Earlier this year, I traveled to India and Malawi on two learning trips to see remarkable social innovations saving the lives of women and children. I want to take you behind the scenes on my trips to see this lifesaving work.
At a research site in Raebareli, one of the most remote parts of India, I got to talk with some of the young women, and also with the mothers-in-law.
One of them talked to me about the fact that she had had eight children, and six of them had died. She said, “I know now the reason that six of them died. I cut the cord with a sickle from the field.” And she said, “Once I learned to use a clean razor blade, two of my children lived. And I’m going to make sure that doesn’t happen to my daughter-in-law and the other women in this village.”
That’s the power of getting women together to talk about how cultural practices make a big difference.
A lot of people think that our foundation is about innovations in science, technology, and biotechnology, and that’s absolutely true. But we also believe that there’s another type of innovation that is just as important, and that is social and cultural change.
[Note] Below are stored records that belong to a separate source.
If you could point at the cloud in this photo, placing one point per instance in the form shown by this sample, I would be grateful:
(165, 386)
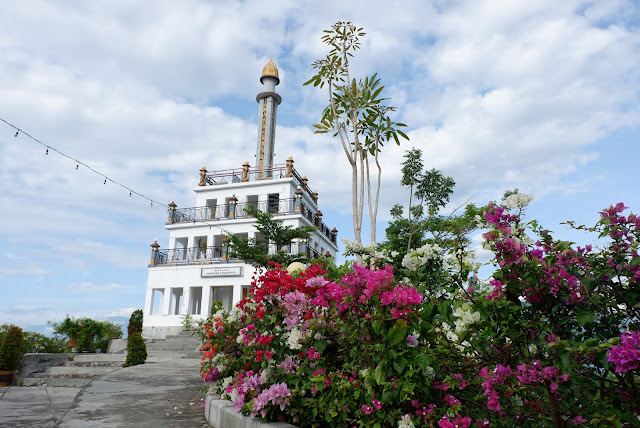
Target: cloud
(122, 312)
(89, 287)
(525, 94)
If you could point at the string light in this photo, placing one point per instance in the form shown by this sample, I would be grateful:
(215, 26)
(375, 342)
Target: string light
(78, 163)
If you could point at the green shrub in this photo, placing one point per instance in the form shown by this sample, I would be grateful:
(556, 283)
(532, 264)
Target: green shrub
(135, 322)
(10, 349)
(39, 343)
(86, 333)
(136, 350)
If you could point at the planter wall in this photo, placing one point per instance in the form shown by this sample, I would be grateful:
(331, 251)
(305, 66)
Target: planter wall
(6, 377)
(220, 414)
(34, 363)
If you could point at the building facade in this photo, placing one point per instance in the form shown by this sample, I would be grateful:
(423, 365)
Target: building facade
(196, 268)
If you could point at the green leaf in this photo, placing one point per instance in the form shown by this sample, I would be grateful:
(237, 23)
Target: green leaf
(377, 326)
(566, 360)
(399, 365)
(398, 332)
(320, 345)
(379, 373)
(586, 316)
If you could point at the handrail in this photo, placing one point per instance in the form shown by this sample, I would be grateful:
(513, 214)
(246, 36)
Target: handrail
(255, 174)
(234, 211)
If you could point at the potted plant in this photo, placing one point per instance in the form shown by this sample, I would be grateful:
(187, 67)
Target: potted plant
(10, 354)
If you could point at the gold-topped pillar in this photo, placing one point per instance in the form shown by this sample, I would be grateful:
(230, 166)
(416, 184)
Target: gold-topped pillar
(203, 175)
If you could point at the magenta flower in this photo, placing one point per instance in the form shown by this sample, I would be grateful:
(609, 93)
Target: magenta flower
(626, 356)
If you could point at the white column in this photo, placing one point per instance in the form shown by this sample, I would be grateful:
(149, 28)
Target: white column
(166, 301)
(186, 296)
(147, 302)
(206, 300)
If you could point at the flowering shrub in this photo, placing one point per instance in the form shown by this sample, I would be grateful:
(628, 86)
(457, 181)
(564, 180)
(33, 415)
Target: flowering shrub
(551, 340)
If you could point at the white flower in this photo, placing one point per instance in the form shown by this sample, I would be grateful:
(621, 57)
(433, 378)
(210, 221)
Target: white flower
(406, 422)
(429, 373)
(517, 200)
(293, 339)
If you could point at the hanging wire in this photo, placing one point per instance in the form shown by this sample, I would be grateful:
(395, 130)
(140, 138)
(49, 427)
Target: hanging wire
(78, 163)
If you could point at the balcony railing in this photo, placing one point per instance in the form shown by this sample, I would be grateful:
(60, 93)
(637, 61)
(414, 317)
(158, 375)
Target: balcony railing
(209, 255)
(226, 211)
(236, 175)
(233, 211)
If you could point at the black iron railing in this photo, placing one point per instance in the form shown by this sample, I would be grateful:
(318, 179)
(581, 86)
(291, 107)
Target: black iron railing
(233, 211)
(210, 255)
(227, 211)
(255, 174)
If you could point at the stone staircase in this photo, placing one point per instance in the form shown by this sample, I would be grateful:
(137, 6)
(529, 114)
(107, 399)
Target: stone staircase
(183, 345)
(83, 368)
(77, 372)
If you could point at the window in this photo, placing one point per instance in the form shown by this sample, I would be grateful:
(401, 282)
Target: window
(175, 304)
(273, 203)
(157, 296)
(212, 206)
(195, 297)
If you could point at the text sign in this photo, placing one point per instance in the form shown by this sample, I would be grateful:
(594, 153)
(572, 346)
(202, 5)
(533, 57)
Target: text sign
(221, 271)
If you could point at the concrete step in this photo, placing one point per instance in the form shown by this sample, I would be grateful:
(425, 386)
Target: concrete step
(91, 370)
(99, 357)
(94, 363)
(62, 382)
(66, 375)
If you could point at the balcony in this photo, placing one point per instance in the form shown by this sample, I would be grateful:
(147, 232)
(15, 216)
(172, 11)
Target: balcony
(235, 211)
(246, 173)
(210, 255)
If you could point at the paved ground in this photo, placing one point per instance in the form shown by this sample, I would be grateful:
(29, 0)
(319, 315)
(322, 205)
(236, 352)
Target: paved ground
(160, 394)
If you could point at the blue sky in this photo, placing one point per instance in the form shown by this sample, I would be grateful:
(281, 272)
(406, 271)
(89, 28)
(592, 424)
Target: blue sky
(543, 96)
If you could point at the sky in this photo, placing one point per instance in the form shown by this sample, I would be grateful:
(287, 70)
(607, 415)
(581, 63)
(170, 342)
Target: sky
(541, 96)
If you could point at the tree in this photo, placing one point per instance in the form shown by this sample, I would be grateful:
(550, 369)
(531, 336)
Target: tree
(432, 189)
(275, 232)
(355, 110)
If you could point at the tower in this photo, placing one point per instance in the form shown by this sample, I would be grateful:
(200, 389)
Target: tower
(198, 267)
(268, 102)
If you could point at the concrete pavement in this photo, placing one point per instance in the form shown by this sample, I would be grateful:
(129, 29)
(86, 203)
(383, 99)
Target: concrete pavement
(155, 394)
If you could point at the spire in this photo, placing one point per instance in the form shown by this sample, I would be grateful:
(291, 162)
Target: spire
(268, 102)
(270, 70)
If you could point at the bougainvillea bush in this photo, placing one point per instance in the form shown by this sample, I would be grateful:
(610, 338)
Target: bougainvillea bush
(551, 341)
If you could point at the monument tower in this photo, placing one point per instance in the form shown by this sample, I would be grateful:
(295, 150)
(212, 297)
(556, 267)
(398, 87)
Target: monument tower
(268, 102)
(197, 268)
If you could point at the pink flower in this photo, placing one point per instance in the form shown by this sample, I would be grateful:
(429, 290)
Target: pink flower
(451, 400)
(626, 356)
(578, 420)
(458, 422)
(313, 355)
(367, 410)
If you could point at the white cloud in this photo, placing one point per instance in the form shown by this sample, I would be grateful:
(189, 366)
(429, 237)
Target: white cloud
(122, 312)
(496, 95)
(89, 287)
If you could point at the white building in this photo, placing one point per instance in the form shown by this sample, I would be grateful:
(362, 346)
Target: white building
(197, 269)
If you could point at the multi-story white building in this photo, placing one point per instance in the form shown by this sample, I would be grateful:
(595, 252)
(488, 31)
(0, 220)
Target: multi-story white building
(196, 268)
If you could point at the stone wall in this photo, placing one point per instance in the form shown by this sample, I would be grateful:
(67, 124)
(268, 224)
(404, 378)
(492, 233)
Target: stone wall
(220, 414)
(35, 363)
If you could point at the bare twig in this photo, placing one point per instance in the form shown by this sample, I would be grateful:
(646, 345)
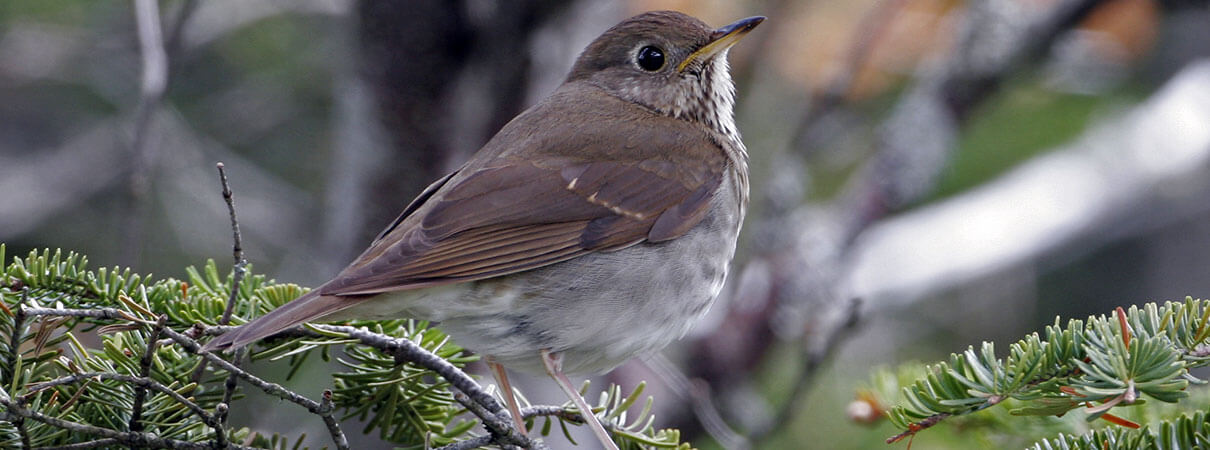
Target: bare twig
(140, 392)
(220, 440)
(326, 409)
(154, 81)
(814, 356)
(240, 264)
(500, 427)
(238, 269)
(271, 388)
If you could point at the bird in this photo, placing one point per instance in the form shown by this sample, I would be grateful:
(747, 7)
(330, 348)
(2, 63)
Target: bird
(594, 226)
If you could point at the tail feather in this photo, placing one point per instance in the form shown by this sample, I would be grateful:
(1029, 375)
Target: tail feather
(304, 309)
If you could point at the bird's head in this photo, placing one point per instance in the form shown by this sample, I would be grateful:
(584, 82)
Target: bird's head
(670, 63)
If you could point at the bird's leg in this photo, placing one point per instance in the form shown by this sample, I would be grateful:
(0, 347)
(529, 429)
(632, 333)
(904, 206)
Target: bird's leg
(553, 363)
(501, 376)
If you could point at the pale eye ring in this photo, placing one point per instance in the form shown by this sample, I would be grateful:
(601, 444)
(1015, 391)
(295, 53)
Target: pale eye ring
(650, 58)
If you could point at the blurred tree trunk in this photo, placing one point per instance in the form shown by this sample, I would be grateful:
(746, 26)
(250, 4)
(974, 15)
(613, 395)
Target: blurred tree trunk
(444, 76)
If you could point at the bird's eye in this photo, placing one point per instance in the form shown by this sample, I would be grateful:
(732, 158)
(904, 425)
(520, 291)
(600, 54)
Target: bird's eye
(650, 58)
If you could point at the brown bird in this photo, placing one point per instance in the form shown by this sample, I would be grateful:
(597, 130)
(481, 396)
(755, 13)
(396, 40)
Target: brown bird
(594, 226)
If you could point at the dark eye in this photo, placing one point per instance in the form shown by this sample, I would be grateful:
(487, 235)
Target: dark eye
(651, 58)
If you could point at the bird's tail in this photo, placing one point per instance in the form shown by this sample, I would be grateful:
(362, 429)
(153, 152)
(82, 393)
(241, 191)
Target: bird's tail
(307, 307)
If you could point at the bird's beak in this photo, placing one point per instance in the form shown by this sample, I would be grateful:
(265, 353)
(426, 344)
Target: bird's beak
(722, 39)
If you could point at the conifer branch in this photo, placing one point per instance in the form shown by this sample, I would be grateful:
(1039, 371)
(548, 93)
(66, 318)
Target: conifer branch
(1092, 365)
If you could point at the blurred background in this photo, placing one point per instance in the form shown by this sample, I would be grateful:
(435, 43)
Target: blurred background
(926, 173)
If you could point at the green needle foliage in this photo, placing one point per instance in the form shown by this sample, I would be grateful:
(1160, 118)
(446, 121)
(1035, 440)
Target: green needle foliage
(1094, 365)
(84, 350)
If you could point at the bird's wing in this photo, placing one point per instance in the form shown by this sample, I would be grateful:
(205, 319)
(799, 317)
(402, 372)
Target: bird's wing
(517, 217)
(545, 190)
(547, 196)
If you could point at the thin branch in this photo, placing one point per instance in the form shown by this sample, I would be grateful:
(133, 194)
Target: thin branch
(266, 386)
(326, 408)
(813, 358)
(220, 411)
(98, 312)
(238, 269)
(145, 371)
(403, 351)
(240, 264)
(107, 443)
(502, 430)
(470, 444)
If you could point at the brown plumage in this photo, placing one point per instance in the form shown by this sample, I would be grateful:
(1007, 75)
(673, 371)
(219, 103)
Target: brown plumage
(594, 225)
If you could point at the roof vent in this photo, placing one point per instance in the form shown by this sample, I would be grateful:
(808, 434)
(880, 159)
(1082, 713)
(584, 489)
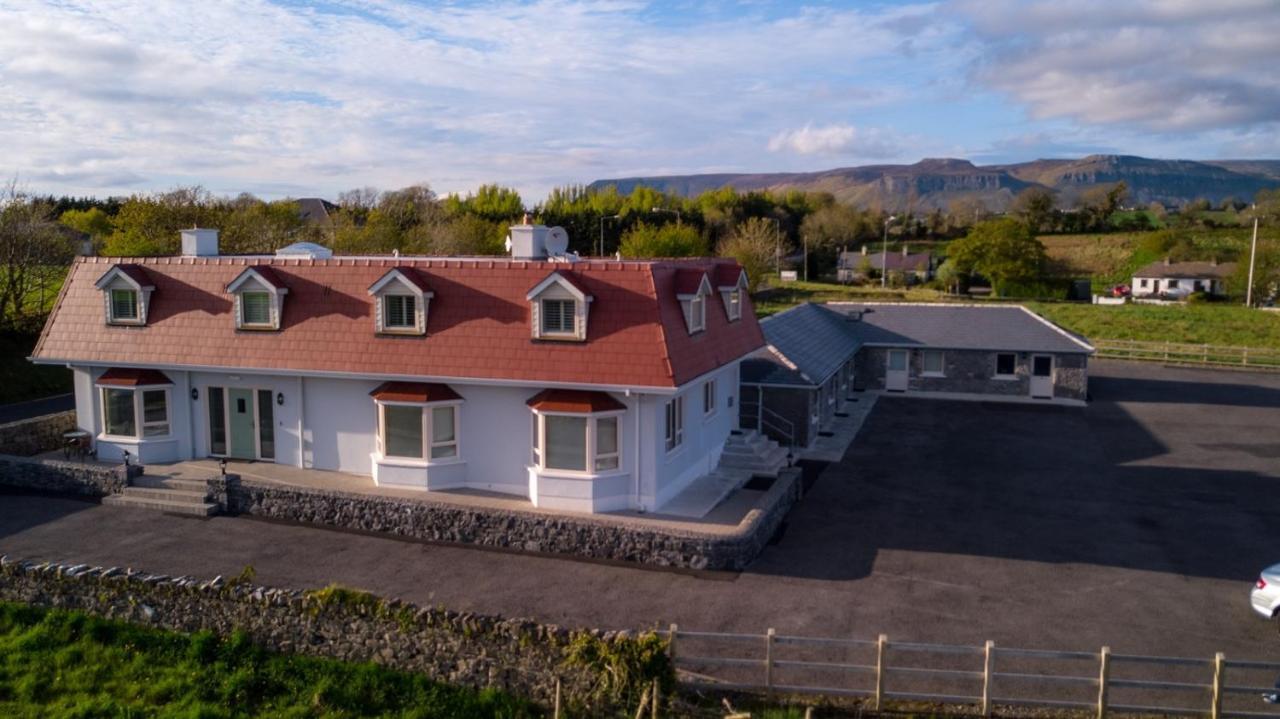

We need to talk to women in a way that appreciates their culture, but also helps them understand what will keep their children alive.
Through gathering women together and talking with them about cultural practice—that if you teach women to not wash their baby when it’s first born, to keep that baby wrapped up and warm, and put it on their chest and “kangaroo care” it—they have literally decreased infant mortality in this district by 54 percent over 18 months.
In Malawi, one of the poorest countries in Africa, I was impressed by the continuum of care provided.
I met about 40 women who were waiting at the Dowa District Hospital. It was so interesting to talk to these women, because they are such palpable evidence of the real impact these changes are having. I literally saw mothers and babies who would not have been alive today if it weren’t for the improvements Malawi is making in these areas. I talked to one mother who had had a breech baby. If she’d been in the village or on the road, she would not be alive.
Bill and I feel that even though the world has made progress and has gotten the deaths of children under age five down to nine million a year, those deaths are still tragic, and they’re still completely avoidable. We feel that we shouldn’t live in a world where there are still nine million children dying a year. This is a place that we know we want to focus on. We think that we and a lot of partners can make a huge difference.